My critical play this week was about the board game Trial by Trolley, which is a humorous social game aimed at facilitating conversations and generating short (and playful!) narratives. There is one rotating judge and two teams split evenly, whose goal is to convince the judge to pick the opposing track to eliminate. They do this by playing cards on either side of the track, either playing good cards on their own side (such as parents, your favorite teacher, etc.) or bad cards on the opposing side (your evil twin, an al-qaeda operative, etc.) The game also uses modifier cards to change certain people, allowing players to interact with one another and adding another interesting layer to the game.
Because the game is conversational, the experience is significantly better in person than online, where users can interact more easily with more intentionality. The game is also intentionally designed to have players get to know each other better, as each individual has their own preferences and sense of humor. The dark humor and playful tone is set by the graphics, which are made in a Cyanide & Happiness cartoon style.

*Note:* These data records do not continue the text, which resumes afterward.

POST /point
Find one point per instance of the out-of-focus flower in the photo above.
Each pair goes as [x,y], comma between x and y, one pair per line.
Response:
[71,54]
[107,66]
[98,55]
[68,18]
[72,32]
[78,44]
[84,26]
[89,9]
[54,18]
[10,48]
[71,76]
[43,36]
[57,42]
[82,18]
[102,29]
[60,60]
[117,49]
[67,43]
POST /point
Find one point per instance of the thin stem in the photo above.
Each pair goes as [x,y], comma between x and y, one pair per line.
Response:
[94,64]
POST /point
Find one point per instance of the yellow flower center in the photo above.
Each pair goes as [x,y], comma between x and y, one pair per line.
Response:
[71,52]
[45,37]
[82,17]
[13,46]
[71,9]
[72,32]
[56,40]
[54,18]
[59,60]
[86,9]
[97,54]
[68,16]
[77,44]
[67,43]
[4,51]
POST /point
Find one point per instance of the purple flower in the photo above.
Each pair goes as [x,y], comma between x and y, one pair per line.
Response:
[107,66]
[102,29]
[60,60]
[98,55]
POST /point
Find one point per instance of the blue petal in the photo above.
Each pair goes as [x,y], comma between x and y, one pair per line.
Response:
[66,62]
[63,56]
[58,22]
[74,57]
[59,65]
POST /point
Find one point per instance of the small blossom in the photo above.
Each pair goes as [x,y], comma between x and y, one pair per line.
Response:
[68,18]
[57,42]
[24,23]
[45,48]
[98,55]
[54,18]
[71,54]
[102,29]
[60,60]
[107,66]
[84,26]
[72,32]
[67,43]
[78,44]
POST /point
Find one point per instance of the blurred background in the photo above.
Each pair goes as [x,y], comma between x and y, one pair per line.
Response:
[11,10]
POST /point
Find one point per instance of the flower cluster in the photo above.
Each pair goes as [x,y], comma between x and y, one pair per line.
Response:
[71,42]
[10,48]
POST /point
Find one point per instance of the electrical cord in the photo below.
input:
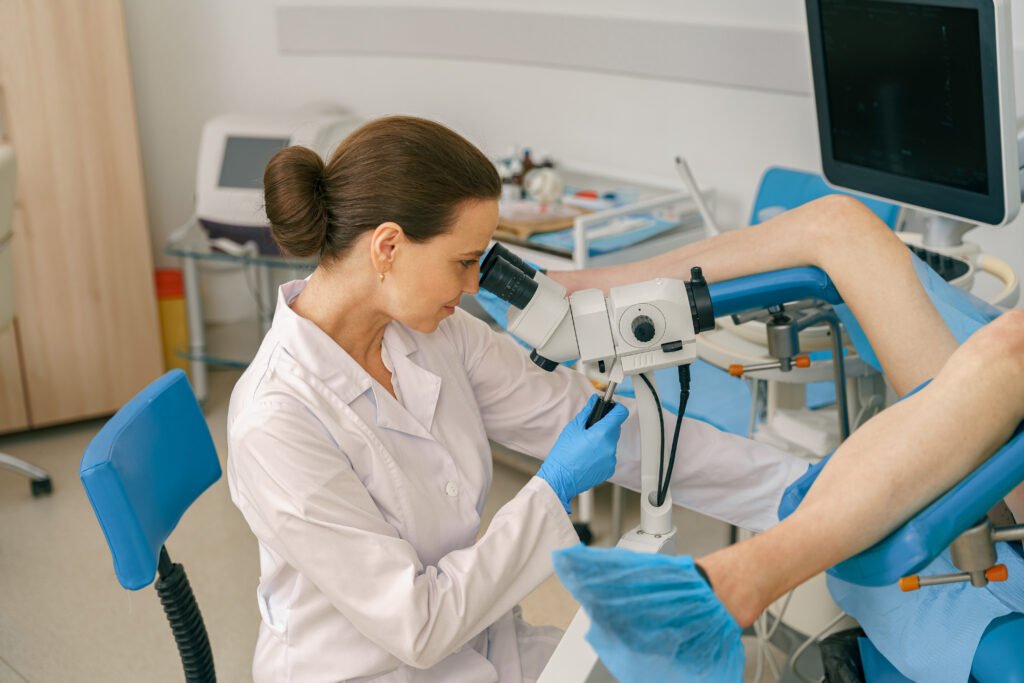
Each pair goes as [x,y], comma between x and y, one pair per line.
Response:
[764,636]
[684,397]
[795,658]
[660,421]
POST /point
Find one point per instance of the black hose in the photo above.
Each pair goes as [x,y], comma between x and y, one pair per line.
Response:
[684,396]
[186,621]
[660,421]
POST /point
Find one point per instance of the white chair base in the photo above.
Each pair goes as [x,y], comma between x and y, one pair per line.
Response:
[41,484]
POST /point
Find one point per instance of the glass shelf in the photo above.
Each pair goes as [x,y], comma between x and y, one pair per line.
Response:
[228,344]
[283,262]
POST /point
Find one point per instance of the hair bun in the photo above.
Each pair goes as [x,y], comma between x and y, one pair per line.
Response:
[294,193]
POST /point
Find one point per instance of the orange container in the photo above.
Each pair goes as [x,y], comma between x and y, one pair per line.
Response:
[173,316]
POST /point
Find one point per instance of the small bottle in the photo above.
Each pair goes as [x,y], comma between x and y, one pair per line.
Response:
[527,166]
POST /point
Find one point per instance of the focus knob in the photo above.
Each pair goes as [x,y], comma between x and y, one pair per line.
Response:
[643,328]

One issue the game suffered from, however, was abuse and bias. For example, if the judge knows which people are on which team, they may be incentivized to support (or not support) their friends, or to not give points to the leading player. On the other hand, if the tracks are left anonymized, the judge does not get to interact very much, which can lead to boredom very easily. As designers, we were also struggling to answer this question for our game — our solution was to deanonymize the teams, but to randomize the point generation in order to confuse players as to who is ahead.